Por fim, e compondo com o ponto anterior, o Brasil precisa melhorar seu sistema de mobilização de reservistas. O Exercício de Apresentação da Reserva (EXAR), no atual formato, é mera questão burocrática, mantendo alguns dados atualizados em função da importância, para o cidadão, de ter sua situação de alistamento obrigatório devidamente documentada.


Entretanto, o EXAR não significa absolutamente nada em relação a uma mobilização de emergência que, embora torçamos para que nunca seja necessária, ainda precisa ser devidamente preparada e treinada com frequência, de forma que, se necessários, os reservistas estejam preparados em pouco tempo.


Como Israel demonstrou claramente, mesmo um país do tamanho de Sergipe e que mobiliza seus reservistas com regularidade teve dificuldades em dispor deles rapidamente quando foi necessário. O desafio brasileiro certamente seria muito mais complexo, já que nosso país tem dimensões continentais, e nossa infraestrutura civil de transportes é inadequada.


Adequar o sistema de mobilização de reservistas inclui dispor de recursos adequados para equipá-los quando mobilizados, inclusive transporte, acomodação, alimentação, armamentos e indenizações (por lucros cessantes, ausências no trabalho, etc).


CONCLUSÃO


Além da ojeriza a ações terroristas como as executadas pelo Hamas, o Brasil precisa aprender as lições de conflitos ao redor do mundo, inclusive desta guerra em Israel.


Questões como dependência excessiva em tecnologias, adequação sistemas de vigilância e eficiência de mobilização de reservistas precisam ser tratadas com máxima urgência, pois nossa situação atual é claramente inadequada nestes quesitos.

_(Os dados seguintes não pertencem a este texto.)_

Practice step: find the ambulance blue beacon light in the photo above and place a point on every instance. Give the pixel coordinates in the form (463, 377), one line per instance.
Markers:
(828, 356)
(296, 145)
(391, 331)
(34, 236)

Embora nossa condição geopolítica seja muito mais benigna do que a israelense, tudo pode mudar em muito pouco tempo - basta olhar a própria situação ucraniana, que em 2013 tinha excelentes relações com a Rússia e no ano seguinte foi invadida pelos vizinhos.


Concluímos este artigo com a frase imortal do inolvidável Ruy Barbosa:


"O Exército pode passar cem anos sem ser usado, mas nem um minuto sem estar preparado!"


Por Renato Henrique Marçal de Oliveira - Químico e trabalha na Embrapa com pesquisas sobre gases de efeito estufa. Entusiasta e estudioso de assuntos militares desde os 10 anos de idade, escreve principalmente sobre armas leves, aviação militar e as IDF (Forças de Defesa de Israel)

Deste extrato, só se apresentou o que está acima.